A new world-beating engine, more equipment and a stylish new look – all at a lower price. The 2010 Hyundai Santa Fe looks too good to be true. But buyers looking for a big, efficient family car can stop pinching themselves, as Hyundai has affirmed the amazing news that its 2010 Santa Fe will actually be cheaper than the car it replaces, despite a raft of changes.
The headline news is the Santa Fe’s world-class new powertrain, offering an unique combination of performance and economy. It means that the Santa Fe is now comparable on price and emissions with MPVs and estate cars, and comfortably powers ahead of SUV rivals.
Revisions to the design of the Santa Fe are concentrated on the finer details. At the front, the black two bar grille is replaced by chrome-edged three bar version, while revised headlight clusters sit above a new, more sculpted bumper which also houses new fog lights in a black surround. The rear gains a new bumper that curves neatly into more distinctive light clusters, while trapezoidal exhaust pipes and new alloy wheel designs improve the car’s stance and presence on the road.
On the inside carbon black trim replaces the previous wood finishes to highlight the Santa Fe’s modern feel, and the standard single CD/RDS radio now comes with an AUX/USB link with full iPod control.
The range has been simplified, with a two-model range now comprising of entry-level Style and higher spec Premium. Style models are packed with standard equipment: 17-inch alloy wheels, reversing sensors, ESP and air conditioning are among the standard features while moving up to Premium adds 18-inch wheels, dual climate control, heated leather seats with electric adjustment for the driver and automated lights and wipers.
The Santa Fe retains its outstanding MPV-rivalling practicality, with the even more versatile seven-seat option available for a modest £750 on both Style and Premium models. In either version it offers a huge 969 liters of load space in a five-seat configuration – double that of some its rivals – rising to a van-like 2,247 with all the seats folded. This is an increase of 34 liters over the previous model. Seven-seat versions are also fitted with a self-leveling rear suspension set up and rear privacy glass as standard, while five-seat versions get a substantial under-floor storage area.

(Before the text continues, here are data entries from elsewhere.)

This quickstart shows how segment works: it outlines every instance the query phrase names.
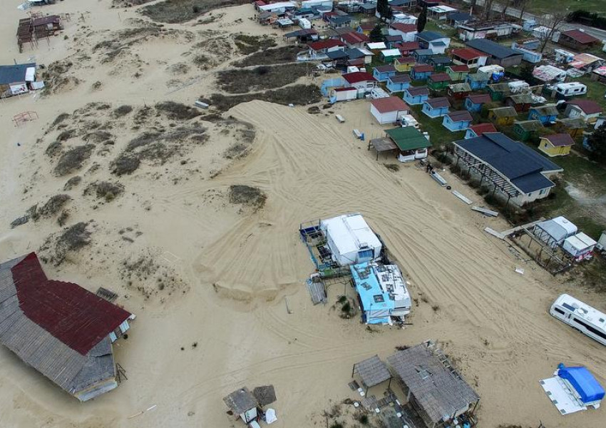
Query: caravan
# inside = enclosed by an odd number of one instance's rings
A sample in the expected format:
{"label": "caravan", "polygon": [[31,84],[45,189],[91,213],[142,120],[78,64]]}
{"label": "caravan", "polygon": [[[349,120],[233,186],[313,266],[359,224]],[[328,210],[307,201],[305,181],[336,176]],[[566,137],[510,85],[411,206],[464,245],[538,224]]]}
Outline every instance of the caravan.
{"label": "caravan", "polygon": [[567,294],[556,299],[549,313],[606,345],[606,314]]}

Powerful, slimmer and more elegant
At the heart of the rejuvenated Santa Fe is a new 2.2-liter direct injection ‘R’ diesel engine that demonstrates major improvements over the already-impressive outgoing version. This new all-aluminum 2,199cc powerplant offers up a class-leading 194bhp – more than the six-cylinder units offered in some rival vehicles – backed by a mighty 311lb.ft of torque (322lb.ft when specified with an automatic gearbox) which amounts to advances of 26% and 27% respectively on the previous engine.
These huge strides in power and efficiency give the Santa Fe an advantage over a wide range of competitors. With the six-speed manual transmission fitted, the Santa Fe can sprint to 62mph from rest in 9.8 seconds, giving it hot-hatch-like acceleration. Although final performance is not usually top of family 4x4 buyers’ priorities it is nice to know that it is the fastest seven-seat SUV you can buy for under £35,000.

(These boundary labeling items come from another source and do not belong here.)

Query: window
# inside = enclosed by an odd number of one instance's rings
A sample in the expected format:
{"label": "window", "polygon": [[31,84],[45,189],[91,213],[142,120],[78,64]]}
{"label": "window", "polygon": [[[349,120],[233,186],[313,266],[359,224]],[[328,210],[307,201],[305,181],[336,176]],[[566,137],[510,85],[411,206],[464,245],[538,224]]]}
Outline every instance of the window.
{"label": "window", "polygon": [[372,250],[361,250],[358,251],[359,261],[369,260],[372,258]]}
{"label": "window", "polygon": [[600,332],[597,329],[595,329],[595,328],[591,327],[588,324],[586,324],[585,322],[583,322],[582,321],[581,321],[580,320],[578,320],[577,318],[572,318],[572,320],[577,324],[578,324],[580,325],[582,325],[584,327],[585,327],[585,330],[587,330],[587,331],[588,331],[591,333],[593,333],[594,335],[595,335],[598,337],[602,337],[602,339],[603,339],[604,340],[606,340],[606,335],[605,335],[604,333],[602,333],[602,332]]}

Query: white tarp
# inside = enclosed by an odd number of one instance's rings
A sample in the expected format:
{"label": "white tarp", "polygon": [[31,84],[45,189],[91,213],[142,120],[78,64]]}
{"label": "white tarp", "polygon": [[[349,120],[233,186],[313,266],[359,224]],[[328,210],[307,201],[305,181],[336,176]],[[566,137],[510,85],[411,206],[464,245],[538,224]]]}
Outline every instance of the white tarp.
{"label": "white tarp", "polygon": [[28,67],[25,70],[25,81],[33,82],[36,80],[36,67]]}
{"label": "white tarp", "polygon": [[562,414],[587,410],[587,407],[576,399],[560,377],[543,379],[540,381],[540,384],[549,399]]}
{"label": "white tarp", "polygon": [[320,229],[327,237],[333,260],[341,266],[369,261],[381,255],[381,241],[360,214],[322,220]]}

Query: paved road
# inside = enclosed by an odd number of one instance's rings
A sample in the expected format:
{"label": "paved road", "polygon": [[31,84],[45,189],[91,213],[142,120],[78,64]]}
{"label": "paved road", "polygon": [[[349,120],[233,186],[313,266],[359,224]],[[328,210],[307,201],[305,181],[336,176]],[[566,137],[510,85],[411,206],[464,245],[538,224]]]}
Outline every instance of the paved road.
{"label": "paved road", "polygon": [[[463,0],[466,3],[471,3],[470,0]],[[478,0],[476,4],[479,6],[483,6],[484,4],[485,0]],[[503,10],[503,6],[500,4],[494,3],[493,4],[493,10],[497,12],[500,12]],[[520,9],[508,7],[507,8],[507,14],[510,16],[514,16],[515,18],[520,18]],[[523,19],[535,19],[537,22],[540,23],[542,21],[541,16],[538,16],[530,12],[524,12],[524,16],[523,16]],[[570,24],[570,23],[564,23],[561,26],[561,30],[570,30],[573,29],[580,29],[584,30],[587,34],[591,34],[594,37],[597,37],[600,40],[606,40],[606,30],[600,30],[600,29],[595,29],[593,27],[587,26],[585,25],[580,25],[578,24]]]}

That doesn’t come at the expense of economy however, as the combined cycle figure now breaks the 40mpg barrier and emissions have fallen significantly to 176g/km, moving it down on the Vehicle Excise Duty to Band I. These figures also put the Santa Fe ahead of the competition, with no seven-seat SUV or MPV coming close to its combination of economy and performance. In fact, the Santa Fe can even beat the economy figures of the entry-level Vauxhall Zafira and diesel Ford Galaxy while producing more torque than a Porsche 911!
These impressive figures are helped by a number of clever engineering developments, including the sophisticated six-speed manual and automatic gearboxes and an alternator management system that disengages when not required in order to save fuel. Drivers looking to maximize the efficiency benefits are helped by the ‘Eco-Drive Indicator’ on automatic versions to monitor fuel efficiency, while manual versions have an optimum gear shift point indicator built into the trip computer display.
Another advantage of the new engine is an increased towing capacity, with a maximum braked towing weight of 2,500kg, up 300kg on the outgoing model.
Santa Fe proves that exceptional performance and a high spec need not come at the expense of running costs or a sky-high purchase price. Despite the improvements in equipment levels and drivability, prices are actually lower compared with the outgoing model.
The entry-level five-seat manual 2.2 CRDi Santa Fe Style starts at £21,495 (at the higher 17.5% VAT rate).
Significant improvements in economy and emissions have pulled back running costs for the Santa Fe and service intervals have been doubled to 20,000 miles, helping to slash maintenance bills. Company car drivers with P11Ds to consider will find the lower price and CO2 levels reduces their contribution further still, with the Santa Fe dropping from 29% to 26% tax rates – saving company car drivers hundreds in tax every year. Indeed the Santa Fe is not just more efficient at tax avoidance than other 4x4 rivals; it can also now be a real alternative to MPVs and estate cars.